Posted by: CID Staff
Oct. 22, 2015

By Sandra Escribano Larson, Postdoctoral Associate to Dr. Elizabeth Mitcham

To facilitate the use of near infrared technologies (NIR) for the California fruit industry, Dr. Elizabeth Mitcham from the Department of Plant SciencesUniversity of California has recently tested the Felix Instruments F-750 Produce Quality Meter on California cherries and pears. Robust and accurate NIR models for the rapid and non-destructive evaluation of soluble solids content and dry matter content in ‘Coral’, ‘Chelan’ and ‘Bing’ sweet cherries were successfully developed in 2015 to be applied in cold and room temperature environments by cherry growers, packing houses, and processors. The sweet cherry work has been published:

S. Escribano, et al. Non-destructive prediction of soluble solids and dry matter 
content using NIR spectroscopy and its relationship with sensory quality in sweet
cherries,Postharvest Biology and Technology, Volume 128, June 2017, Pages 112-120,

According to Dr. Mitcham, the device is simple to use, while providing the flexibility to create new models, when desired. Considering the importance of dry matter content as well as soluble solids content in the eating quality of sweet cherries, the use of handheld NIR devices, such as the F-750, could become a useful tool for routine analyses of cherry quality. Additional work is needed to confirm these promising results.

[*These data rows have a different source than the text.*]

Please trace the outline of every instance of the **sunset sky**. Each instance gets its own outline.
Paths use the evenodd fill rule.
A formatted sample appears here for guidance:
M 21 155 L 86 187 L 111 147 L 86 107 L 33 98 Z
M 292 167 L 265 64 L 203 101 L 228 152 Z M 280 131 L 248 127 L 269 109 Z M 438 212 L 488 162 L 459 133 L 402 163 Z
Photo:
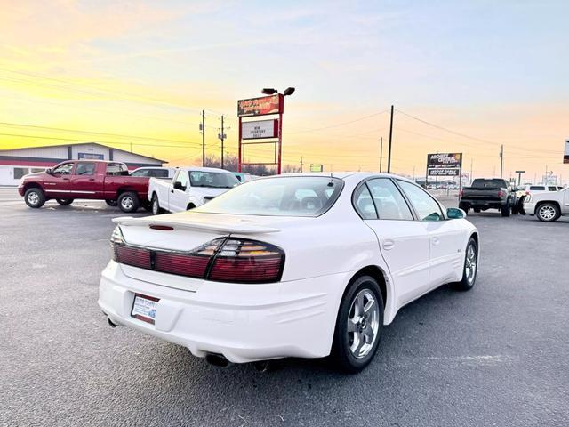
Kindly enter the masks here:
M 236 153 L 236 100 L 294 86 L 284 163 L 378 170 L 394 104 L 396 173 L 422 176 L 427 153 L 455 151 L 466 171 L 472 160 L 475 175 L 498 174 L 504 144 L 507 178 L 524 169 L 539 180 L 547 165 L 569 180 L 566 1 L 0 7 L 0 149 L 132 143 L 196 165 L 202 109 L 208 154 L 219 155 L 221 114 Z M 260 149 L 249 156 L 268 158 Z

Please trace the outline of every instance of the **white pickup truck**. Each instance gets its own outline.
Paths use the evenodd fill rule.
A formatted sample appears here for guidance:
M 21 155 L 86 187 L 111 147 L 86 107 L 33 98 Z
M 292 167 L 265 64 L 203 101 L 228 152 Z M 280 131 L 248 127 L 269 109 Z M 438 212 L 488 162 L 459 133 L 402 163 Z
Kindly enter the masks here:
M 200 206 L 236 185 L 239 181 L 223 169 L 180 168 L 172 181 L 150 178 L 148 200 L 155 215 L 164 211 L 182 212 Z
M 561 215 L 569 215 L 569 187 L 559 191 L 549 191 L 528 195 L 524 200 L 525 214 L 537 216 L 538 220 L 549 222 Z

The F-750 device is also being tested by Dr. Mitcham’s team for ‘Bartlett’ pear postharvest quality. NIR techniques could provide a nondestructive way to predict optimum harvest dates, quality of stored pears and/or pear fruit response to SmartFreshTM (1-methylcyclopropene). With those objectives, a study was initiated in 2015 with early-, mid- and late-season pears. Hopefully the study will provide Dr. Mitcham’s team with predictive models which could open the door to real-time nondestructive assessments of pear fruit maturity and postharvest performance. The SmartFreshTM (1-methylcyclopropene) work has been published:

S. Escribano, et al., Impact of 1-methylcyclopropene treatment on the sensory 
quality of ‘Bartlett’ pear fruit, Postharvest Biology and Technology, Volume 111,
January 2016, Pages 305-313,
Dr. Beth Mitcham has served as Director of the Postharvest Technology Center at UC Davis since 2010. The focus of her research and extension program is the postharvest biology and technology of fruits, especially apples, pears, cherries, strawberries, blueberries, and raspberries, as well as almonds and walnuts.